Suzanne Collins’ The Hunger Games trilogy is immensely likeable. They were hard to read at times due to the violence but the story offers highly likeable characters in which readers will find themselves able to relate to one or more characters keeping them feverishly reading the series.  Suzanne Collins successfully conveys Katniss’ sadness over her losses and her inherent strength to climb back out of her pain to cope with the next bad thing.  Katniss does not live a life of illusion. She recognizes the ugliness in her world, her desire for change, but also her acceptance that this may be all she ever knows. Readers will learn a lesson that’s not metaphorical, or even the most inspirational, but what a reader may take from The Hunger Games is that making the best of a bad situation and finding a way to cope may be life’s only choice at times. And, even if the characters lack hope, the story is so compelling that the desire for success of these characters will have most readers believing they somehow can offer their strength and courage to aid Katniss and Peeta. The Hunger Games, and the entire trilogy offers a highly suspenseful and philosophical action-adventure with elements of romance in these YA novels that tweens will be eager to read. Other books that tweens may also enjoy that are set in dystopian futures and are specified as tween literature include, Among the Betrayed (Shadow Children #3) by Margaret Peterson Haddix, The City of Ember (Book of Ember #1) by Jeanne DuPrau, and The Unwanteds (The Unwanteds #1) by Lisa McMann.

unwanteds

McMann, L. (2011). The Unwanteds. New York, NY: Alladin.
Interest Level: 3-6
Reading Level: 5.4
Genre: Dystopian Fantasy
Subjects: Creative ability, Magic, Brothers, Twins, Fantasy, Social problems, Self-confidence
The Unwanteds:
1 – The Unwanteds
2 – Island of Silene
3 – ?

“The Hunger Games meets Harry Potter.” – Kirkus Reviews

Identical twins Alex and Aaron, on their 13th birthday, like all citizens in Quill are sorted into their classes at the annual “purge” as either a Unwanted, Wanted, or Necessary. The Wanteds become politicians who are given an education, the Necessaries live in poverty and are uneducated, and the Unwanteds are artistic individuals like Alex Stowe who was caught drawing in the dirt with a stick. It’s uncommon for twins to be sorted as opposites, but in the case of these two, Alex, an artistic type is deemed an Unwanted, and his brother Aaron, politically focused is a Wanted. Alex, like all the Unwanteds is sent to the “great lake of boiling oil” to meet his death, or so that’s the fate of all the Unwanteds as the citizens of Quill believe it to be. But, rather, the Unwanteds are transported to Artime’, a world created by Mr. Today, a safe haven in which they can nurture their artistic gifts and become magical warriors at a school filled with odd and quirky teachers and strange creatures. Artime’s existence is threatened due the bond Alex has for his brother Aaron, though not mutual, and as war unfolds the battle lines are drawn between creativity and that of strength and intelligence, Quill and Artime’, and brother against brother.

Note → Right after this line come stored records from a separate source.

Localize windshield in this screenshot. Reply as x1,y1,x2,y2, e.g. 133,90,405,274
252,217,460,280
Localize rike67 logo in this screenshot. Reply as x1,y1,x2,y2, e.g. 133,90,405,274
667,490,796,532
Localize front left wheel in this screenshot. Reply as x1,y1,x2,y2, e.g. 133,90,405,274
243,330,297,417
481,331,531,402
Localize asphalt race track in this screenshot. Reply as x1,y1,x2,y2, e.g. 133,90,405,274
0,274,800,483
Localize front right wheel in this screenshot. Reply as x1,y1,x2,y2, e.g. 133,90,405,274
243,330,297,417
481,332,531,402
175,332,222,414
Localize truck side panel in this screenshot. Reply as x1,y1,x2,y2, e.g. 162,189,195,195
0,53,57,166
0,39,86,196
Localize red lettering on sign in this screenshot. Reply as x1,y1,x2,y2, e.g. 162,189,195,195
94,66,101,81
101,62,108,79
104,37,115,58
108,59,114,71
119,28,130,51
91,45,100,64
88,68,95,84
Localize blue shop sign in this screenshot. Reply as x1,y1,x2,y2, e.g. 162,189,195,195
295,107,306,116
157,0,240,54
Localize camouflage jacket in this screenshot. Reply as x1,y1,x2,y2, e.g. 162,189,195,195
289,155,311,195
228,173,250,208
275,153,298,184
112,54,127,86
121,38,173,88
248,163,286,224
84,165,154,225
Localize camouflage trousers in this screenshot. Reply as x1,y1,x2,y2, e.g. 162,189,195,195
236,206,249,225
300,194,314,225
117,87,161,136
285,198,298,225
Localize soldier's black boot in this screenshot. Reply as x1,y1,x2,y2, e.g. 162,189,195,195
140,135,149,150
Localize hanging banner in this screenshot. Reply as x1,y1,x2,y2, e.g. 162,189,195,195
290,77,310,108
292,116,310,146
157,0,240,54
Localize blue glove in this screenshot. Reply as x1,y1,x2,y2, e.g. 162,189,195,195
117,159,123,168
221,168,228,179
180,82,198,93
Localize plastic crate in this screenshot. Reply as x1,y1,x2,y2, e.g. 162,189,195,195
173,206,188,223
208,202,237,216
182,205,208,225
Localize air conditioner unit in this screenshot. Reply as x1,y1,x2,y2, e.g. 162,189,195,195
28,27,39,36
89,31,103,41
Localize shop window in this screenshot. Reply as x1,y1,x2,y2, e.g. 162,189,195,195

Who would not be excited thinking of a dystopian adventure fantasy in which a society is divided and the worlds in many ways mirror two highly popular books series? Quill the equivalent of Panem in The Hunger Games, and Artime the equivalent of Hogwarts in Harry Potter. Paint brushes used in place of wands and death at a young age not due to killing games set up like a reality TV show but rather sentenced to the Death Farm. The Unwanteds by Lisa McMann presents a highly descriptive and imaginative new series that fans of Harry Potter and The Hungers Games will be eager to read. This is a story about acceptance, a lesson worthy of being told for readers of any age. The second book, Island of Silence is as exciting and quickly paced as the first in the series. Other novels that may be similarly enjoyed include Children of the Red King (aka Charlie Bone) series by Jenny Nimmo, Percy Jackson & The Olympians by Rick Riordan, The Land of Stories: The Wishing Spell by Chris Colfer, Books of Beginning by John Stephens, and The Peculiar by Stefan Bachmann.

Yee, L. (2003). Millicent Min, girl genius. New York, NY: Arthur A. Levine Books.
Interest Level: 3-6
Reading Level: 5.7
Genre: Realistic Fiction
Subjects: Gifted children, friendship, Chinese Americans, Diaries, School, Volleyball.

The smarter you are the harder it can be.

Millie learned to read when she was only three years old and by the time she entered kindergarten she was kicked out because she was too smart. She started high school when she was only 10-years-old, managed to skip another grade and will be graduating high school next school year. Currently, Millie is only 11-years-old, literally a genius, or that’s what the tests say. She can excel beyond that of even current college students but totally clueless when it comes to a social life.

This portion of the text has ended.